In life by indirect ophthalmoscopy, RPE degeneration may be seen as RPE mottling similar to that observed with RPE pigment alteration. However, optical coherence tomography (OCT) reveals loss of differentiation of the outer retinal layers (ellipsoid zone), disruption of the outer retina, and hyper-reflective foci in the outer retina (thought to represent degenerating RPE cells/pigmented cells in the outer retina) (Figure 6). These findings tend to arise at least a month after dosing (in some cases much later) and progressively spread away from the bleb area.

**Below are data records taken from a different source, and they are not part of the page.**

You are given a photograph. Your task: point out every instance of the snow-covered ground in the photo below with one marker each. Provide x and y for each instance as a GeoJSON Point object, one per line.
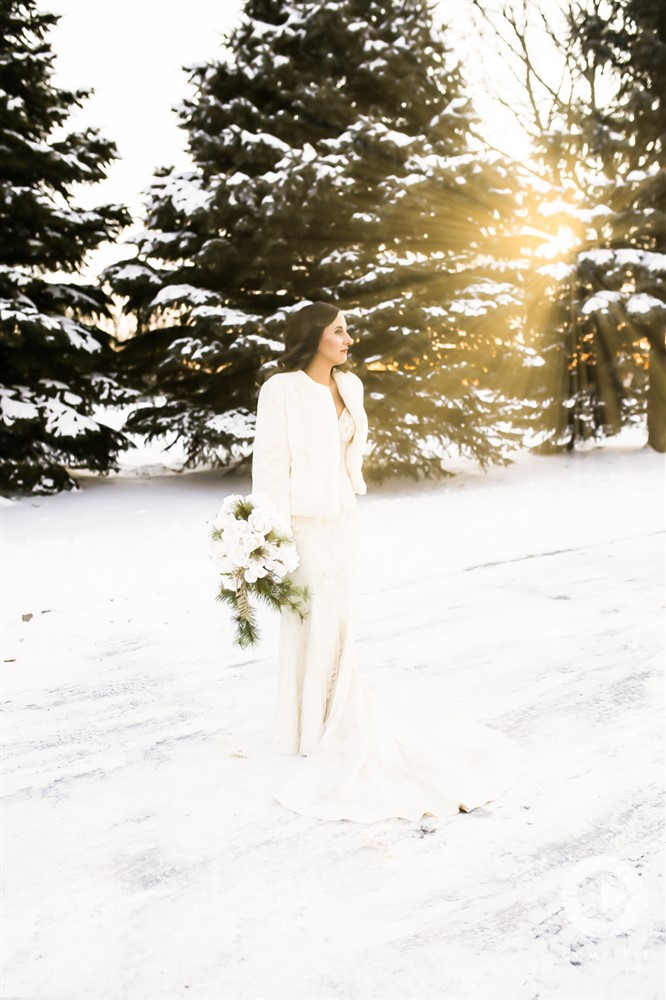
{"type": "Point", "coordinates": [143, 853]}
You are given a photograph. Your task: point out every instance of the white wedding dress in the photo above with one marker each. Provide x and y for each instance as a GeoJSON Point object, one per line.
{"type": "Point", "coordinates": [356, 762]}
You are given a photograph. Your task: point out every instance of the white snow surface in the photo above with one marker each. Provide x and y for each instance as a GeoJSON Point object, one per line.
{"type": "Point", "coordinates": [143, 853]}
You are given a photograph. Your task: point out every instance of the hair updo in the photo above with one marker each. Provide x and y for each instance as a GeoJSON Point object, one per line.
{"type": "Point", "coordinates": [302, 334]}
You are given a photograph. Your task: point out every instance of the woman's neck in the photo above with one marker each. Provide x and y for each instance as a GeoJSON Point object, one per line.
{"type": "Point", "coordinates": [321, 371]}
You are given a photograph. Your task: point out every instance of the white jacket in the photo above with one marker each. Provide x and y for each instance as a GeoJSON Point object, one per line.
{"type": "Point", "coordinates": [296, 456]}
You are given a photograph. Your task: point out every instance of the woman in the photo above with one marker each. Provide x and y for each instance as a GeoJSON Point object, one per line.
{"type": "Point", "coordinates": [311, 432]}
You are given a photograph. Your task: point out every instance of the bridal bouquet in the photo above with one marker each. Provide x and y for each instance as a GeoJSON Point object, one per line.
{"type": "Point", "coordinates": [255, 553]}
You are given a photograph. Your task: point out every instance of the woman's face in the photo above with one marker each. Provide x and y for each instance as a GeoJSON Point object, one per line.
{"type": "Point", "coordinates": [334, 341]}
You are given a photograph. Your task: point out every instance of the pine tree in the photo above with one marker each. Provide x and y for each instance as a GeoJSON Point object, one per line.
{"type": "Point", "coordinates": [597, 308]}
{"type": "Point", "coordinates": [53, 354]}
{"type": "Point", "coordinates": [331, 160]}
{"type": "Point", "coordinates": [627, 309]}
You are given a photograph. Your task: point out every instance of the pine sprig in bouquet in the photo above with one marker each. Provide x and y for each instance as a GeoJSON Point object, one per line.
{"type": "Point", "coordinates": [255, 553]}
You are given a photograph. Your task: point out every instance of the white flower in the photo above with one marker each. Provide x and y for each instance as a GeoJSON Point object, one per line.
{"type": "Point", "coordinates": [239, 556]}
{"type": "Point", "coordinates": [220, 555]}
{"type": "Point", "coordinates": [260, 521]}
{"type": "Point", "coordinates": [236, 532]}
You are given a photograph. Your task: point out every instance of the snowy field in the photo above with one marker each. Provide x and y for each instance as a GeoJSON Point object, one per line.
{"type": "Point", "coordinates": [143, 854]}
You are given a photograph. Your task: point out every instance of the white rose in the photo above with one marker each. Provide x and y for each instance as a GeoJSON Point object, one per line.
{"type": "Point", "coordinates": [278, 569]}
{"type": "Point", "coordinates": [239, 556]}
{"type": "Point", "coordinates": [219, 553]}
{"type": "Point", "coordinates": [260, 521]}
{"type": "Point", "coordinates": [251, 540]}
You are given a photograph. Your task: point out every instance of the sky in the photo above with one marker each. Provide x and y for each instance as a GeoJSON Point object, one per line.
{"type": "Point", "coordinates": [132, 53]}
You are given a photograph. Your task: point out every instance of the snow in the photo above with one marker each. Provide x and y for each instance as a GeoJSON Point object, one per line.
{"type": "Point", "coordinates": [600, 301]}
{"type": "Point", "coordinates": [143, 853]}
{"type": "Point", "coordinates": [190, 294]}
{"type": "Point", "coordinates": [644, 303]}
{"type": "Point", "coordinates": [14, 408]}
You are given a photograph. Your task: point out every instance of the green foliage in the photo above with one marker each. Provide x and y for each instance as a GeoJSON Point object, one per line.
{"type": "Point", "coordinates": [332, 160]}
{"type": "Point", "coordinates": [56, 362]}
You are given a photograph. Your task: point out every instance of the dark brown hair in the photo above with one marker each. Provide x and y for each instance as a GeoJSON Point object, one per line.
{"type": "Point", "coordinates": [302, 334]}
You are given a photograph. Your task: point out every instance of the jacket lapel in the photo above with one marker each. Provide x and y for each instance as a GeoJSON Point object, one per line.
{"type": "Point", "coordinates": [353, 402]}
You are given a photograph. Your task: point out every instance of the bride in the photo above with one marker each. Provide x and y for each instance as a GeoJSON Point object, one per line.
{"type": "Point", "coordinates": [360, 763]}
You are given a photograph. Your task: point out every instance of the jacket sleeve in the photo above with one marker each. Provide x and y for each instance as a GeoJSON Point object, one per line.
{"type": "Point", "coordinates": [271, 455]}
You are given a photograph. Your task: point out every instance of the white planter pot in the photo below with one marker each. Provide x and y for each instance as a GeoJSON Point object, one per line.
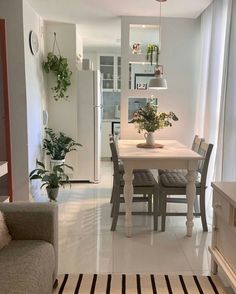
{"type": "Point", "coordinates": [52, 193]}
{"type": "Point", "coordinates": [150, 139]}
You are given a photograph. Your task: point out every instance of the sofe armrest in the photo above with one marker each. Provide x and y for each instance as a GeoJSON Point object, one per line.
{"type": "Point", "coordinates": [31, 221]}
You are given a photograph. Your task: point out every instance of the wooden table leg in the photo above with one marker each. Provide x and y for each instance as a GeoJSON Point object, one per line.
{"type": "Point", "coordinates": [128, 195]}
{"type": "Point", "coordinates": [190, 194]}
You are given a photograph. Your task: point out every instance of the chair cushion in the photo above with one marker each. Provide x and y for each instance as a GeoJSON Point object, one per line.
{"type": "Point", "coordinates": [175, 179]}
{"type": "Point", "coordinates": [26, 267]}
{"type": "Point", "coordinates": [142, 178]}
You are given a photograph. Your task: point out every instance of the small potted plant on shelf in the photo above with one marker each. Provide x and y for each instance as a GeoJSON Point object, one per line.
{"type": "Point", "coordinates": [58, 65]}
{"type": "Point", "coordinates": [57, 145]}
{"type": "Point", "coordinates": [51, 179]}
{"type": "Point", "coordinates": [151, 49]}
{"type": "Point", "coordinates": [148, 119]}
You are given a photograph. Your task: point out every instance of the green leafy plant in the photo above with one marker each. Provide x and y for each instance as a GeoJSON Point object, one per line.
{"type": "Point", "coordinates": [57, 144]}
{"type": "Point", "coordinates": [51, 179]}
{"type": "Point", "coordinates": [59, 66]}
{"type": "Point", "coordinates": [149, 119]}
{"type": "Point", "coordinates": [151, 48]}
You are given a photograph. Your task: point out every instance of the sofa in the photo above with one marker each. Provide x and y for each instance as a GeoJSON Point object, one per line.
{"type": "Point", "coordinates": [28, 264]}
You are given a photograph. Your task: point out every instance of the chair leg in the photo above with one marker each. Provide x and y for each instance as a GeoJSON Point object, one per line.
{"type": "Point", "coordinates": [155, 211]}
{"type": "Point", "coordinates": [163, 212]}
{"type": "Point", "coordinates": [150, 203]}
{"type": "Point", "coordinates": [112, 193]}
{"type": "Point", "coordinates": [55, 284]}
{"type": "Point", "coordinates": [203, 211]}
{"type": "Point", "coordinates": [196, 205]}
{"type": "Point", "coordinates": [115, 209]}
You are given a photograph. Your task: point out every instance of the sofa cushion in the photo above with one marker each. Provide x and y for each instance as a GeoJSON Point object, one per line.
{"type": "Point", "coordinates": [5, 237]}
{"type": "Point", "coordinates": [26, 267]}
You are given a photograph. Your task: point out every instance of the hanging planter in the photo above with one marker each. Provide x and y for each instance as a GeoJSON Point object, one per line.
{"type": "Point", "coordinates": [58, 65]}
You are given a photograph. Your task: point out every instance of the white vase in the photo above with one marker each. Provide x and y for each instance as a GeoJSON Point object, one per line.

As the RPE is required for retinal function, RPE degeneration may progress to outer retinal or even global retinal atrophy (Figure 8). In rodents, degeneration of the overlying retina appears to happen rapidly, but in the NHP overlying retinal morphology may be normal despite significant changes to the subjacent RPE. Functional manifestations, particularly in the multifocal electroretinogram (mfERG), may be seen prior to morphologic effects in the overlying retina.

Figure 8.

Retinal degeneration and atrophy localized at and around the bleb area (administration site) are common sequelae to subretinal administration of AAV-based gene therapy vectors. Compared to a control retina (Figure 1), affected retinas are thinner (A), have attenuated or missing layers (A, B, C), and/or exhibit disorganized cell organization in one or more nuclear layers (B, C) and/or the photoreceptor layer (B, C). In rare cases, the retinal pigmented epithelium (RPE) may be degenerate (C), or retina and subjacent RPE may be entirely absent (D). Altered retinal thickness and loss of lamination may be demonstrated during life using optical coherence tomography (F, compared to the pretreatment baseline structure in E). Nonhuman primate. Abbreviations: PR, photoreceptor layer; ONL, outer nuclear layer; INL, inner nuclear layer; GCL, ganglion cell layer.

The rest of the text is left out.